UP scientist part of global team that discovered world’s largest fish breeding colony in Antarctica

Posted on January 25, 2022

A scientist from the University of Pretoria (UP) was part of an international research team that recently made a ground-breaking discovery of the world’s largest fish breeding colony in the southern Weddell Sea in Antarctica.

Dr Mia Wege, a lecturer in the Department of Zoology and Entomology at UP’s Faculty of Natural and Agricultural Sciences, says the discovery was made in February 2021 by scientists from the Alfred Wegener Institute (AWI) Helmholtz Centre for Polar and Marine Research, Germany. They were aboard German research vessel Polarstern. Dr Wege was on board the ship, which was breaking through sea ice in the Weddell Sea to study marine life, as part of the multinational collaborative research team.

According to the findings of the study, which were recently published in the journal Current Biology, the breeding colony of notothenioid icefish (Neopagetopsis ionah) discovered by the research team is the highest density of fish nests ever encountered globally.

Fish nests in Weddell Sea (Image: AWI OFOBS team)

Dr Wege said the breeding colony, which stretches some 240km2 (about the size of Malta), is an exciting and hugely important find. “People tend to think of Antarctica as this desolate place with no life,” she said. “But this clearly shows us that the waters surrounding Antarctica are full of life!”

The Ocean Floor Observation and Bathymetry System, a state-of-the-art towed camera system, was used to make the discovery. “Using towing video cameras and other instruments half a kilometre down, the ship came upon thousands of 75cm-wide nests near the seafloor, each occupied by a single adult icefish, as well as scores of fish eggs,” Dr Wege said.

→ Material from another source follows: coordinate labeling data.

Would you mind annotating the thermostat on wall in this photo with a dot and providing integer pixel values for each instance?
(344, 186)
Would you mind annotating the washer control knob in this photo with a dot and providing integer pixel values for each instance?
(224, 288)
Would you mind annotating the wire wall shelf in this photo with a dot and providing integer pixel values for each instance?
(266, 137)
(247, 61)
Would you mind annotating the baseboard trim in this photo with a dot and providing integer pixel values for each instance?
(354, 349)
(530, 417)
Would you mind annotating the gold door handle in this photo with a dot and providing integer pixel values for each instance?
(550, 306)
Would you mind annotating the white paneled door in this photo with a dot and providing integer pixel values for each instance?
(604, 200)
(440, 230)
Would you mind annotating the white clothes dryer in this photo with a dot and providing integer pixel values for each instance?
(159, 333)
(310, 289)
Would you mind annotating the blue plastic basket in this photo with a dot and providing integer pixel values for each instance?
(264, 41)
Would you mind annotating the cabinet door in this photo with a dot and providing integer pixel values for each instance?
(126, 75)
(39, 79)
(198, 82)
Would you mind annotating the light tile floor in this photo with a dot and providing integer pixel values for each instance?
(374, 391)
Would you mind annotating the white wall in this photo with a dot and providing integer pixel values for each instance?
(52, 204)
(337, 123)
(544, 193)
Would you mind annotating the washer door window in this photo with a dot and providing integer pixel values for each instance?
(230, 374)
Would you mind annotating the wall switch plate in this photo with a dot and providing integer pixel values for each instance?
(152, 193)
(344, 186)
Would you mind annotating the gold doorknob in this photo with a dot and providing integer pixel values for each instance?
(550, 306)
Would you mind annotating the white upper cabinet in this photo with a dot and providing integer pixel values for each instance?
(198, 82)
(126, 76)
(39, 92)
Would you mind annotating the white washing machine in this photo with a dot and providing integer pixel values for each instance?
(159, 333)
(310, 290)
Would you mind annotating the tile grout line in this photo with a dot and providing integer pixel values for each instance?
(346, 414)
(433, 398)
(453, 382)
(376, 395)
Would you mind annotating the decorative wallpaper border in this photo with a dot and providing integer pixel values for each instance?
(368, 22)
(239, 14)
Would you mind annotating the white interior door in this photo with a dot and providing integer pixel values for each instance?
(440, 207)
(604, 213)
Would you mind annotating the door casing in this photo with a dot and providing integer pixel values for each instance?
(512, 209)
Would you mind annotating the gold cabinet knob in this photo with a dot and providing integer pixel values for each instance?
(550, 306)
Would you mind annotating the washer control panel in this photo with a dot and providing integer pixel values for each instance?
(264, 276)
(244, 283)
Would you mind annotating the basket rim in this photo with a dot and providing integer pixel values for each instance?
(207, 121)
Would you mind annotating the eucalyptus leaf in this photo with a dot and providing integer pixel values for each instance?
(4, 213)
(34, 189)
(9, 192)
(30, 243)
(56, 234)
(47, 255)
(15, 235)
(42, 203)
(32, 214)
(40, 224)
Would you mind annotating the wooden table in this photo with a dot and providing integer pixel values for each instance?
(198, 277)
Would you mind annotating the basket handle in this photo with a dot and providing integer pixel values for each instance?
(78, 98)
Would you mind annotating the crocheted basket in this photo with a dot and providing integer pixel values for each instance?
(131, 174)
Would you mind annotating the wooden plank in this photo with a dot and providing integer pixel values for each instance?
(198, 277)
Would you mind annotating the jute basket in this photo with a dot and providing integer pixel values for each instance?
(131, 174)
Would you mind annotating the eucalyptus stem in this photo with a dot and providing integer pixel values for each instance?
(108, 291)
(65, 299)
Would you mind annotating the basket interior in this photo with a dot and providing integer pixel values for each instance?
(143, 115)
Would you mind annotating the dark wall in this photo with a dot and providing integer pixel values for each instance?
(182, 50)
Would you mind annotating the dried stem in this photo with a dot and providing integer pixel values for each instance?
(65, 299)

Because of the way the currents flow and the presence of some underwater troughs in this area of the Weddell Sea, there are slightly warmer waters (though still very cold at -1°C to 0°C) flowing up onto the continental shelf, she explained. This creates the perfect breeding spot for the icefish, and vice versa – the fish support many other aspects of the local ecosystem. Fish carcasses contribute nutrients to the system and are most likely a source of food for Weddell seals.

“In fact, historic and newly collected Weddell satellite tracking data found that seals are spending up to 90% of their time over the fish nests area,” Dr Wege said. “As someone who studies animal movement behaviour, this alone is a unique finding. We use satellite tracking devices to tell us where animals are swimming and eating and combine [this information] with other cues about the ocean to tell us that this must be a productive area with lots of fish and nutrients. But here, we have all the pieces of the puzzle coming together.

“We rarely get the chance to study all levels of the food web in one go,” she adds. “This is valuable information, not only because of the new fish nests discovery, but also because we have a much better understanding of how all those pieces of the puzzle fit together – of all the aspects that make up a productive area in one of the most remote and least-studied parts of the ocean.”

A Weddell seal with a satellite tracker which reveals the seals spend most of their time over the area of the fish nests. (Image: Dr Mia Wege)

Lead scientist and deep-sea biologist Dr Autun Purser of the AWI, headed the team, which was made up of scientists from various institutions, including the University of Bremen, UP’s Department of Zoology and Entomology, the University of Basel, HafenCity University Hamburg and the Max Planck Institute for Marine Microbiology.

“I was fast asleep the night Autun and the team made the discovery, but by breakfast the following morning, that was the only thing people were talking about,” Dr Wege recalled. “A few days later, the ship went back to survey the area, and that night, the observation room was crammed with curious scientists as well as the ship’s crew.”

Two seafloor cameras are at the colony site and will remain there for a couple of years, taking photographs four times a day to determine whether this is a one-time occurrence or a long-term nesting spot.

Dr Wege said this discovery adds an enormous amount of support to the establishment of a vital marine-protected area in the Weddell Sea under the Convention on the Conservation of Antarctic Marine Living Resources umbrella – a proposal that has been blocked by several member nations of the Antarctic Treaty for the past few years.